La bell'europa

La piazza, la violenza, l’Europa

Gli scontri che hanno infiammato le capitali del continente ci dicono molte cose


Le immagini dei poliziotti che pestano manifestanti inermi fanno semplicemente vomitare. Quegli agenti dovrebbero essere arrestati prima ancora che radiati con disonore dal corpo di appartenenza con l’accusa di tradimento alla bandiera e alla Costituzione della Repubblica. Perché se reagire alla ferocia della piazza è legittimo oltre che doveroso, picchiare deliberatamente un cittadino impossibilitato ad offendere è semplicemente criminale. Anche il più pericoloso dei sovversivi, una volta neutralizzato, va arrestato. Non massacrato.

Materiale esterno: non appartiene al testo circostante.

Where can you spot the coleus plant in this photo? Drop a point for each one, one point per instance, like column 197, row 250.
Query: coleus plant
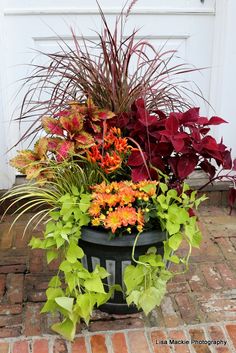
column 75, row 200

Ciò detto, meriterebbe il carcere anche chi semina terrore nelle piazze della protesta democratica, trasformando poliziotti e carabinieri in bersagli, distruggendo tutto il distruggibile, facendosi scudo della civiltà di chi scende in piazza perché crede nella democrazia e nel diritto sacrosanto di partecipare, protestare, cambiare le cose. La violenza è la negazione della ragione, la morte del pensiero, l’oblio di ogni speranza.
Ma non esiste solo la violenza fisica, quella delle molotov e dei manganelli. Esiste, purtroppo, la violenza dell’opportunismo politico, della demagogia, del relativismo spietato. La violenza dell’ignoranza. È contro questa violenza che dovremmo tutti combattere perché è lì, nel suo manifestarsi, che trovano genesi, appunto, le molotov, i manganelli ed i cortei antisemiti a cui abbiamo mestamente assistito.
E se nel corso di questi lunghi anni quella violenza ha invaso la nostra società, se per quasi vent’anni abbiamo subito la retorica delle piccole patrie, dell’avversione al diverso, dell’egoismo elevato a diritto supremo, non dobbiamo meravigliarci se tal Giorgio Silli, prototipo del berluscones persino nei lineamenti, ha così commentato, ovviamente, su twitter: Vedo il Tg1 e penso che la Polizia, ai manifestanti, in certi casi, gliene da (senza accento ndr) sempre troppo poche». E non dobbiamo certo sobbalzare se il teorico del vaffanculo, nuovo manifesto di quella violenza, ha affermato, col solito piglio ducesco, che «siamo in guerra», salvo poi invitare, pasolinianamente, gli agenti ad unirsi alla protesta.
L’Italia ha bisogno di liberarsi dalle gabbie di questa cieca logica del noi e del loro, di questa ipocrita e strumentale rincorsa alla capitalizzazione politica di quel che nelle piazze accade, di questa cieca frenesia all’arruolamento che inibisce ogni ragionevole ricerca di vie d’uscita e soluzioni nell’interesse di tutti.
C’è però un aspetto che in pochi hanno sottolineato e che a noi pare davvero significativo. Quel che è accaduto nelle piazze italiane è accaduto anche nelle piazze del resto d’Europa. Dalla Grecia al Portogallo, dalla Spagna alla Germania, la protesta ha dato luogo a scontri e a violenze. Eppure, il messaggio vero che è emerso dalla protesta che ha invaso il Continente è che un’Europa politica già esiste. Perchè quelle piazze erano accomunate dalle medesime parole d’ordine, dalle medesime rivendicazioni e dalle medesime speranze.
Quello levatosi dai cortei che hanno attraversato le strade delle capitali dell’intero vecchio Continente è un appello, disperato e scomposto, all’Europa perduta in questi anni di buio. La politica, a tutte le latitudini, dovrebbe muovere da questa considerazione per ritrovare la rotta di un’Europa fedele alla sua missione, per dare continuità a quel sogno di pace e di convivenza.
Il sogno e la speranza di un’Europa unita nacque dalle macerie del secondo conflitto mondiale e trovò corpo e sostanza nell’idea degasperiana di Patria, ovvero in un’idea dell’alterità che si sostanzia nella condivisione e nella ricchezza della diversità. L’Europa è un incontro e non la fredda somma di potenze e debolezze, è un quadro e non un mosaico, è madre e non può essere matrigna. È un terreno comune sul quale coltivare, insieme, il seme del progresso. L’Europa, in una parola, è comunità. Muore negli egoismi e vive nella solidarietà. Ricordiamocene quando saremo chiamati alle urne.